The defendant appealed from this decree, but it availed him nothing as is shown by Brown v. Osgood, 104 Vt. 87, 156 A. 876. After this affirmance, a new time of redemption was fixed, and the decree became absolute on November 18, 1931. Thereupon, the plaintiff took possession of the mortgage property and now holds the same.
Pursuant to an order made by the chancellor when the aforementioned appeal was taken, the defendant filed a bond to secure the intervening damages and the costs occasioned by the appeal. When the case was remanded, a day was set for a hearing before the chancellor to determine the amount of these damages and costs. At this hearing, which was on May 21, 1934, the defendant appeared by his solicitor, and claimed that he had had no adequate notice of the hearing, but the chancellor ruled him down on that — and rightly so, as abundant notice was established.
The defendant then filed a motion to abate the hearing, claiming that by a proper application of the insurance money hereinbefore mentioned, there was nothing due on the mortgage when the decree of foreclosure was rendered.

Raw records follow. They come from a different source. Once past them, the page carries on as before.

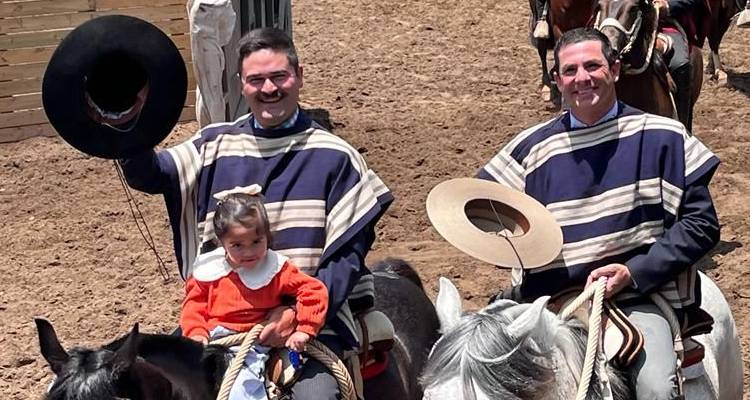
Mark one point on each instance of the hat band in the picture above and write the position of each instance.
(123, 121)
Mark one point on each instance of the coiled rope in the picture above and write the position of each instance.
(596, 290)
(315, 349)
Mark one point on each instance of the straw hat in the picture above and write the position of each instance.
(114, 87)
(494, 223)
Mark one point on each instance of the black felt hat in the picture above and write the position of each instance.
(114, 87)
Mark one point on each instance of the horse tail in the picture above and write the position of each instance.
(400, 267)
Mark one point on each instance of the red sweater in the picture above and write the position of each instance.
(228, 302)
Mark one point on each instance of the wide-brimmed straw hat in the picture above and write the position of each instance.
(114, 87)
(494, 223)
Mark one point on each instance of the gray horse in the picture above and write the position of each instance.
(523, 351)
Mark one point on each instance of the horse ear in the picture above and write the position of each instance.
(126, 354)
(528, 320)
(50, 346)
(448, 305)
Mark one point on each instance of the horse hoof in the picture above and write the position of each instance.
(722, 78)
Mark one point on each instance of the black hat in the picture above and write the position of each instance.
(114, 87)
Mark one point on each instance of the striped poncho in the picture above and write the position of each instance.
(322, 200)
(630, 190)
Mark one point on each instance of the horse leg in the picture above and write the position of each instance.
(696, 62)
(546, 78)
(718, 72)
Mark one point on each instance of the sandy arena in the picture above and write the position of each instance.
(426, 90)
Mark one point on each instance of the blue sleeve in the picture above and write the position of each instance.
(147, 172)
(343, 269)
(694, 234)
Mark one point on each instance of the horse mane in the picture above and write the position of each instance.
(93, 374)
(502, 367)
(88, 374)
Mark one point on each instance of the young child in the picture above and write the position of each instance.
(233, 287)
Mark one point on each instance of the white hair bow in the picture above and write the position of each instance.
(250, 190)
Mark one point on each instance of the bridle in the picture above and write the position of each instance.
(631, 35)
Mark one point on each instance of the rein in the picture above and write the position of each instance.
(631, 34)
(315, 349)
(596, 290)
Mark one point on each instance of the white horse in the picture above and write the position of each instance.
(523, 351)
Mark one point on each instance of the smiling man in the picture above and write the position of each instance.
(323, 201)
(630, 192)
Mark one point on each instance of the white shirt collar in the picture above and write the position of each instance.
(213, 265)
(576, 123)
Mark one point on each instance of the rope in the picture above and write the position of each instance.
(135, 211)
(595, 323)
(248, 339)
(596, 291)
(315, 349)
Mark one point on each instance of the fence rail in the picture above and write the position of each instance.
(30, 30)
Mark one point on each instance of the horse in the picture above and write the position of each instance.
(523, 351)
(631, 27)
(562, 15)
(722, 14)
(167, 367)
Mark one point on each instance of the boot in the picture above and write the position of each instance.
(683, 94)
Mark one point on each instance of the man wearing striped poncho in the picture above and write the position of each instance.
(630, 192)
(322, 200)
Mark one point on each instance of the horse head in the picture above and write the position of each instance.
(630, 26)
(103, 373)
(507, 350)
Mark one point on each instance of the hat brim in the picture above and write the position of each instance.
(456, 208)
(64, 85)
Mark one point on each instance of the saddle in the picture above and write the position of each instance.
(623, 341)
(376, 336)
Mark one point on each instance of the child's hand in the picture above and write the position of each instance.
(297, 341)
(200, 339)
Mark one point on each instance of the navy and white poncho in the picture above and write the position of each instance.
(631, 190)
(322, 200)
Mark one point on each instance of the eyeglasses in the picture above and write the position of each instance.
(277, 78)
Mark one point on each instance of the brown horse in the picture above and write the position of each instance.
(722, 13)
(631, 26)
(562, 16)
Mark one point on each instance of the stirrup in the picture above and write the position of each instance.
(541, 31)
(743, 21)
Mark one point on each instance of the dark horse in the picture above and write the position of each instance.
(165, 367)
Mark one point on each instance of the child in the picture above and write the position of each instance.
(233, 287)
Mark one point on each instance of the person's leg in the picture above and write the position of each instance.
(654, 371)
(316, 381)
(679, 68)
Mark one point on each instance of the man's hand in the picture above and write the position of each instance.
(618, 278)
(281, 324)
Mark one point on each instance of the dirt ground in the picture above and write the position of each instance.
(426, 90)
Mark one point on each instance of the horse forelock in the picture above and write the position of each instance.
(87, 375)
(479, 356)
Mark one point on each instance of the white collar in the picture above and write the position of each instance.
(213, 265)
(576, 123)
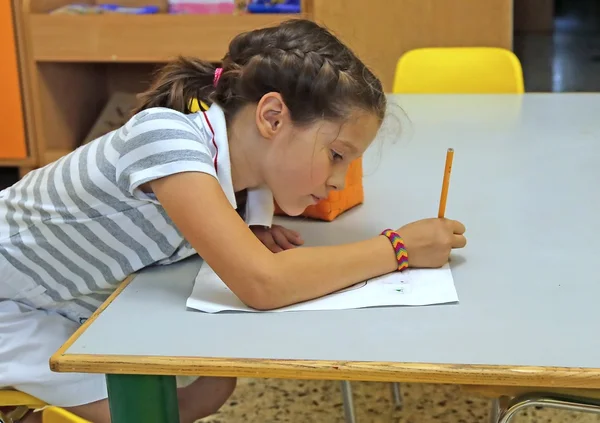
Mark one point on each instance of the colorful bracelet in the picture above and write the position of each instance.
(399, 248)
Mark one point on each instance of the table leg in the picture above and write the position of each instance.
(139, 398)
(348, 402)
(396, 394)
(495, 411)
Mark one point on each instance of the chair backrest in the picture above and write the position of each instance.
(459, 70)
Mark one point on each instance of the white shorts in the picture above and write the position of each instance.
(28, 338)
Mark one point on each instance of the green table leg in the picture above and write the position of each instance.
(138, 398)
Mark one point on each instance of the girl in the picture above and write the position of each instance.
(291, 108)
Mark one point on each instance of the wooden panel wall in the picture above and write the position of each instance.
(379, 31)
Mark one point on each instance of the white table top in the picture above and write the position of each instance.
(525, 182)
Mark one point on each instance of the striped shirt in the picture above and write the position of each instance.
(70, 232)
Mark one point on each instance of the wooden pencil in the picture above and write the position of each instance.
(446, 182)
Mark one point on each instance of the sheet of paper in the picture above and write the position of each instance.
(412, 287)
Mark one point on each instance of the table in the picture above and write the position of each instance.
(525, 182)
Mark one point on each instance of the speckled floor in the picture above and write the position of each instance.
(289, 401)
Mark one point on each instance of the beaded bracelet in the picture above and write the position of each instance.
(399, 248)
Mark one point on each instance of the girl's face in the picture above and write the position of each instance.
(303, 164)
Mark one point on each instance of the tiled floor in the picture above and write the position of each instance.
(568, 60)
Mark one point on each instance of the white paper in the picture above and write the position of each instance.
(414, 287)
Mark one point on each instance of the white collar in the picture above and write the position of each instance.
(213, 120)
(259, 203)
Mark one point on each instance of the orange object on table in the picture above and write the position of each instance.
(338, 201)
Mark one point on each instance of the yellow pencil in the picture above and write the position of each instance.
(446, 182)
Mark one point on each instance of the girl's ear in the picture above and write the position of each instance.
(271, 115)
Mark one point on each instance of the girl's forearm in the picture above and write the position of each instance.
(306, 273)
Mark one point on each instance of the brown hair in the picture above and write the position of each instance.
(317, 76)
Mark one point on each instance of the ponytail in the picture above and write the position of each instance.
(177, 84)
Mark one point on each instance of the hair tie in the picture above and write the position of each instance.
(218, 73)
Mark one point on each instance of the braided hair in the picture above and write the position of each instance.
(317, 76)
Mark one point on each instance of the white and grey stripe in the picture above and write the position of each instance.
(76, 227)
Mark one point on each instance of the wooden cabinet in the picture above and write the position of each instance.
(76, 62)
(13, 146)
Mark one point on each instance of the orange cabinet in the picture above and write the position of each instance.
(12, 122)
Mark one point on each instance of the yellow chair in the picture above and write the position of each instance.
(24, 402)
(59, 415)
(459, 70)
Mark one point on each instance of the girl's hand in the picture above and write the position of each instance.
(429, 242)
(277, 238)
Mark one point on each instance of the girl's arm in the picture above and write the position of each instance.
(261, 279)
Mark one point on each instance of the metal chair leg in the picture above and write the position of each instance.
(348, 402)
(560, 402)
(396, 394)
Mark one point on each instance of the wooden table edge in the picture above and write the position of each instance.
(56, 358)
(514, 376)
(477, 375)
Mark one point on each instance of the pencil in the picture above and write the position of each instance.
(446, 182)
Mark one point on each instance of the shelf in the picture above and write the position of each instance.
(141, 39)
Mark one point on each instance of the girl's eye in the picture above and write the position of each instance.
(336, 156)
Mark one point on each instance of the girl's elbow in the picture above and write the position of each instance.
(262, 294)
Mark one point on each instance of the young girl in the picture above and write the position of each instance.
(291, 108)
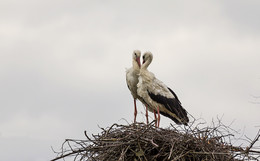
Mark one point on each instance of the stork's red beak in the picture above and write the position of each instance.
(138, 61)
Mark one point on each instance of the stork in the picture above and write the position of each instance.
(132, 75)
(158, 96)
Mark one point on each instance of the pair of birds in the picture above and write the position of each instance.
(154, 94)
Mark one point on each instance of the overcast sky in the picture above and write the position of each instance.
(62, 66)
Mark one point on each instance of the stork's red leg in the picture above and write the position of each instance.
(135, 112)
(155, 118)
(146, 114)
(158, 112)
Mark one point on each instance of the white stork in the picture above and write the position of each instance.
(158, 96)
(132, 75)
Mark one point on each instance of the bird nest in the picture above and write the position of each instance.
(138, 142)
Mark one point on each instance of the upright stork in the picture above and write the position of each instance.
(132, 75)
(158, 96)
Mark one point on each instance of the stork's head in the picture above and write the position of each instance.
(136, 57)
(147, 58)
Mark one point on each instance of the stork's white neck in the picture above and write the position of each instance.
(135, 64)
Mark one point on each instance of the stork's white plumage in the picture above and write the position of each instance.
(158, 96)
(132, 75)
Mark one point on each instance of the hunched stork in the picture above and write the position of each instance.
(132, 75)
(158, 96)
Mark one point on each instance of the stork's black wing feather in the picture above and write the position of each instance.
(173, 105)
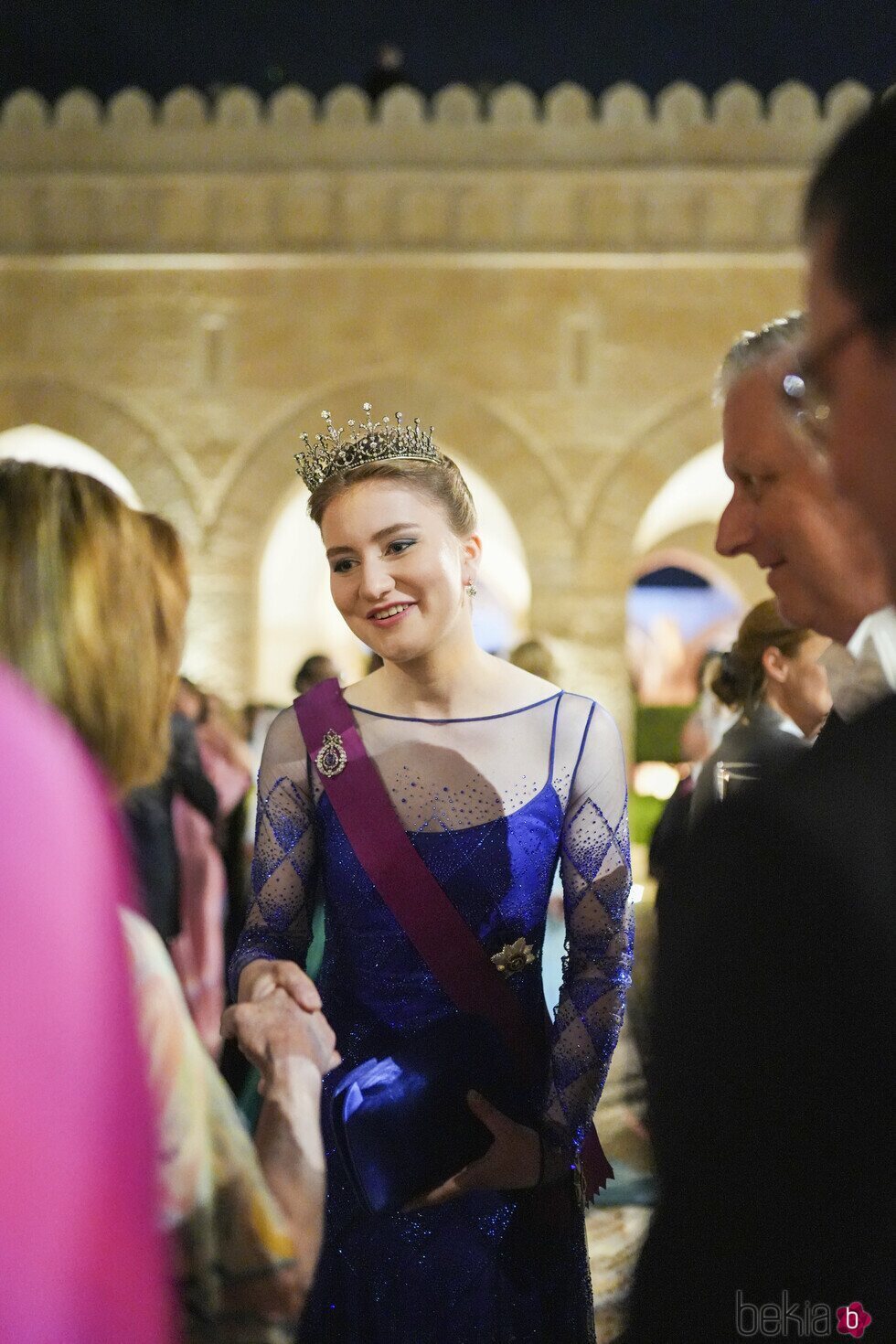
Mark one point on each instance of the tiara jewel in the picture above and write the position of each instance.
(367, 441)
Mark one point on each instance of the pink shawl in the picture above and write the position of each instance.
(80, 1258)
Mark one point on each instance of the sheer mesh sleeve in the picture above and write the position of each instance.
(283, 867)
(595, 869)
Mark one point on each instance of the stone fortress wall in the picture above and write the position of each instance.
(549, 283)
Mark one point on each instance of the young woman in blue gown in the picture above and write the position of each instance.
(496, 777)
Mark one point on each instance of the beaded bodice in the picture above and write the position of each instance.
(492, 805)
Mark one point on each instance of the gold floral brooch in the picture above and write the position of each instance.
(513, 957)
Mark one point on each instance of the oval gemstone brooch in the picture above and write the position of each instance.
(331, 760)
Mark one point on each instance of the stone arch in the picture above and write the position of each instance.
(109, 428)
(678, 434)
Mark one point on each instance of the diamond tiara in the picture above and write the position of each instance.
(367, 441)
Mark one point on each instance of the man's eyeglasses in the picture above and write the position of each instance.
(802, 389)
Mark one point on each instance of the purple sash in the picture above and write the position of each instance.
(435, 929)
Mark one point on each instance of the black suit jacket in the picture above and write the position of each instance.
(775, 1054)
(756, 738)
(148, 812)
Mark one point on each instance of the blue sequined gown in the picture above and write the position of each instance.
(492, 805)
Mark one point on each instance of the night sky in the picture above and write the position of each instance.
(160, 45)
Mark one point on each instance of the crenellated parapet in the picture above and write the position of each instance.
(503, 171)
(621, 106)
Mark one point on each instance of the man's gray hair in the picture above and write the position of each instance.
(755, 348)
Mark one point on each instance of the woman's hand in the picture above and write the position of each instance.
(272, 1031)
(513, 1161)
(262, 977)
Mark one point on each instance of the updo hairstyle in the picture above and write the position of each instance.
(443, 481)
(739, 680)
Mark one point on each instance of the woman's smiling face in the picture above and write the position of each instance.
(398, 571)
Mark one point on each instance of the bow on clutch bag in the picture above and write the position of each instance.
(402, 1124)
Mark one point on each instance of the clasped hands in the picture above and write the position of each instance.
(265, 1023)
(278, 1019)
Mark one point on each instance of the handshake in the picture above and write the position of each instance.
(278, 1024)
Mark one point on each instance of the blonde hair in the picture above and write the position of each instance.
(80, 612)
(443, 481)
(752, 349)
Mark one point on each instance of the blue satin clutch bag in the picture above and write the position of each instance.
(402, 1124)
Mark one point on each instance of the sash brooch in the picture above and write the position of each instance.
(331, 760)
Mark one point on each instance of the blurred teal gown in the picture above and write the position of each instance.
(492, 805)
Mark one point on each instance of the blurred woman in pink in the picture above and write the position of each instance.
(80, 1258)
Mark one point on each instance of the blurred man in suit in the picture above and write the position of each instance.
(775, 1038)
(821, 557)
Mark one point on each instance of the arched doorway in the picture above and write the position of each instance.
(295, 615)
(51, 448)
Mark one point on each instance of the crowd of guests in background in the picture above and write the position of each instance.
(772, 1043)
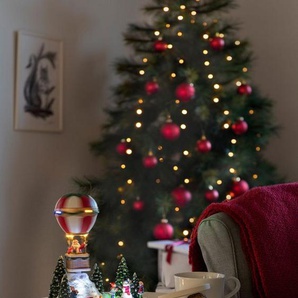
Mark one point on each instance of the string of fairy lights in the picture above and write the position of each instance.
(216, 99)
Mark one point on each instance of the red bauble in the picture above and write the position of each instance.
(217, 43)
(185, 92)
(121, 148)
(244, 89)
(211, 195)
(239, 187)
(160, 46)
(170, 131)
(151, 87)
(239, 127)
(138, 205)
(181, 196)
(150, 161)
(203, 145)
(163, 230)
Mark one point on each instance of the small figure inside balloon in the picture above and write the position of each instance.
(76, 215)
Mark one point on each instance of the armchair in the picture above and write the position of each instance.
(254, 238)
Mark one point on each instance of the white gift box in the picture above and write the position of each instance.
(170, 263)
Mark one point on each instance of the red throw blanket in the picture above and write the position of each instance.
(268, 220)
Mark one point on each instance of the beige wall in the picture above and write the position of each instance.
(36, 168)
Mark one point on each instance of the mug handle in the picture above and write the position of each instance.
(237, 286)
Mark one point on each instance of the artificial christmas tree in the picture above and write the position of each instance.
(97, 279)
(188, 98)
(64, 291)
(58, 274)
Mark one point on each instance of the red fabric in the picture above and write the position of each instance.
(268, 220)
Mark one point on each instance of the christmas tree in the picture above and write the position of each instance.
(58, 274)
(64, 291)
(186, 127)
(122, 275)
(96, 278)
(135, 285)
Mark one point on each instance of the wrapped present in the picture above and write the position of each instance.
(172, 259)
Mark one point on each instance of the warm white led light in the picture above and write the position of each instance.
(128, 151)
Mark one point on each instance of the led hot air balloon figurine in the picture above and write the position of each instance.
(76, 215)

The real question which the defendant sought to raise before the chancellor, and the one which he seeks to have passed upon here, is this one regarding the proper disposition of this insurance money. But that question, both in its legal and its factual aspects, was covered by the decree referred to, and was made conclusive when that decree was affirmed by this Court. With that decree in full force and effect, there was no defense to the claim for intervening damages and costs. The amount due in equity, a question of fact, and the proper disposition of the $800, a question of law, were conclusively established by the former decree. So the questions whether this sum should be applied on the mortgage debt as fast as payments thereon fell due, as indicated by Thorp v. Croto, 79 Vt. 390, 65 A. 562, 10 L.R.A. (N.S.) 1166, 118 A.S.R. 961, 9 Ann. Cas. 58, or *Page 409 should be held as security and applied to the debt in inverse order of the maturity of the payments thereon, were not before the chancellor in this case, and are not before us.
Decree affirmed, and cause remanded.